Global stock markets fell sharply early this week, with concern over US inflation. Technology shares were hit particularly hard: the tech-heavy Nasdaq 100 index has fallen by 5% since 1 May. Investors’ US inflation expectations are at a 15-year high, says Naomi Rolnick in the Financial Times.

The five-year break-even rate (the difference between the yield on inflation-linked five-year Treasuries and nominal five-year bonds) shows that investors expect average inflation of 2.73% over the next five years, the highest this figure has been since 2006.

Spiking inflation could force the US Federal Reserve to tighten monetary policy sooner than expected. That would mean less liquidity sloshing around the market, which is harmful for stock prices. Markets were already struggling to digest some puzzling US jobs numbers, says Neil Irwin in The New York Times.

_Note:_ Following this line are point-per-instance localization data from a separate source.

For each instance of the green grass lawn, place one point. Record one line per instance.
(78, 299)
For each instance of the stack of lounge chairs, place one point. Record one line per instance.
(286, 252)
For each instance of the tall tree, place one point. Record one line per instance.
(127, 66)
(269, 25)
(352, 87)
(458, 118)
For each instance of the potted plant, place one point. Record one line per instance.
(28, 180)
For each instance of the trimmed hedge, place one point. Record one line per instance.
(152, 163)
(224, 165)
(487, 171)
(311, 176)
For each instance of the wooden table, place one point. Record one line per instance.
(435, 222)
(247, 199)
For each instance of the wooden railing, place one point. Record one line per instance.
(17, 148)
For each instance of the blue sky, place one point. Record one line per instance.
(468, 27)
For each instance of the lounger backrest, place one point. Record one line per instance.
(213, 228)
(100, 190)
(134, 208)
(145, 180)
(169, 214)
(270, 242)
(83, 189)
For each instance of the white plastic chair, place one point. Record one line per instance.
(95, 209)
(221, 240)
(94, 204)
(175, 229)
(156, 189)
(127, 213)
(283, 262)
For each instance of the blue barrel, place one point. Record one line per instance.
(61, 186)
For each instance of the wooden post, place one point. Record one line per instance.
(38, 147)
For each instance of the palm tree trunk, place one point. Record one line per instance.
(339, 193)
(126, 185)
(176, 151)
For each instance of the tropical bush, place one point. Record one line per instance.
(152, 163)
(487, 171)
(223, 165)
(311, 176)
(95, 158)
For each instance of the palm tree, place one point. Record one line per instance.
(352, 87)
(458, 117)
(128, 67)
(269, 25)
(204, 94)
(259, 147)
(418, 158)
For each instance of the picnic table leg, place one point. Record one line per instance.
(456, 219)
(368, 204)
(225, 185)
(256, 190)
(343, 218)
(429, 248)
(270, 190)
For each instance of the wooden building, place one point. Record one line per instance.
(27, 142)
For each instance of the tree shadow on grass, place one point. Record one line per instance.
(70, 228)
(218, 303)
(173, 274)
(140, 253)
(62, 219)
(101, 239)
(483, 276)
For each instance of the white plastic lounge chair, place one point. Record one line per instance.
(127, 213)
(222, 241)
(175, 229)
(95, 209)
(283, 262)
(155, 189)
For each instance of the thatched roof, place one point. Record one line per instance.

Last week we learnt that the US added only 266,000 jobs in April, less than one-third of the amount predicted.

With the unemployment rate still elevated at 6.1%, does this mean that the promised boom has gone missing? A more likely explanation is that generous federal unemployment support, which has been extended until September, discourages people from seeking work, says Noah Williams for National Review Capital Matters. “Incentives still matter… make unemployment more attractive, and, all else equal, more people will remain unemployed.”

Business leaders are certainly complaining about a tight job market, adds Irwin. That is feeding through into higher wages. Average hourly earnings rose 0.7% last month; in leisure and hospitality, reporting some of the worst labour shortages, hourly wages surged by 4.8%. That should eventually feed through into higher inflation.